There were 53 households, out of which 30.2% had children under the age of 18 living with them, 49.1% were married couples living together, 7.5% had a female householder with no husband present, and 41.5% were non-families. 37.7% of all households were made up of individuals, and 5.7% had someone living alone who was 65 years of age or older.

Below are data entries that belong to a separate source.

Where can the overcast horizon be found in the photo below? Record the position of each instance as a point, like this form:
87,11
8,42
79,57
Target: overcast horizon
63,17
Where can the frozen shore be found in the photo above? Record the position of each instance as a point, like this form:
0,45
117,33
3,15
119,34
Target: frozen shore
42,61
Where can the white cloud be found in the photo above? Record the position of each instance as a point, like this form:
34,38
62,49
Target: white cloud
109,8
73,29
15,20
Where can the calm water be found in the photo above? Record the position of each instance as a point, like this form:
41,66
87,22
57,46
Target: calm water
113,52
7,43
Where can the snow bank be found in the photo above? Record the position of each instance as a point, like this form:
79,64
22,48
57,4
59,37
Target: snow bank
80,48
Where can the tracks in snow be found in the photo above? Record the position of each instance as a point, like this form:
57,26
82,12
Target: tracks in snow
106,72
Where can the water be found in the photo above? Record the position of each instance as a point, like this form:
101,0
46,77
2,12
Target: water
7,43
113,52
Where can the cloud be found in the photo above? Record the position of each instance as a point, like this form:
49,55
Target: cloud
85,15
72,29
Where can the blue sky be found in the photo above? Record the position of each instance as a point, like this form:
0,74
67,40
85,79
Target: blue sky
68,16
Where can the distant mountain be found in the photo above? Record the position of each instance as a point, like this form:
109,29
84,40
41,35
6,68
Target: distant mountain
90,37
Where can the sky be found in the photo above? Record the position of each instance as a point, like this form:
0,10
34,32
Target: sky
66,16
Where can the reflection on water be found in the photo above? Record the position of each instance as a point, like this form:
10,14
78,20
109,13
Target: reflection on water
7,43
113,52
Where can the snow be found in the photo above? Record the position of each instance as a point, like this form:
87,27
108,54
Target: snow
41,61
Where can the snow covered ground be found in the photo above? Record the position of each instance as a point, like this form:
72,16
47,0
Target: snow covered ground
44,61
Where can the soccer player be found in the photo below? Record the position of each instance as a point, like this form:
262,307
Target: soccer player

The average household size was 2.30 and the average family size was 3.10.

In the town, the population was spread out, with 26.2% under the age of 18, 9.0% from 18 to 24, 28.7% from 25 to 44, 24.6% from 45 to 64, and 11.5% who were 65 years of age or older. The median age was 37 years. For every 100 females, there were 125.9 males. For every 100 females age 18 and over, there were 114.3 males.

The median income for a household in the town was $32,500, and the median income for a family was $41,875. Males had a median income of $33,750 versus $21,875 for females. The per capita income for the town was $16,307. There were 10.7% of families and 10.9% of the population living below the poverty line, including 21.4% of under eighteens and none of those over 64.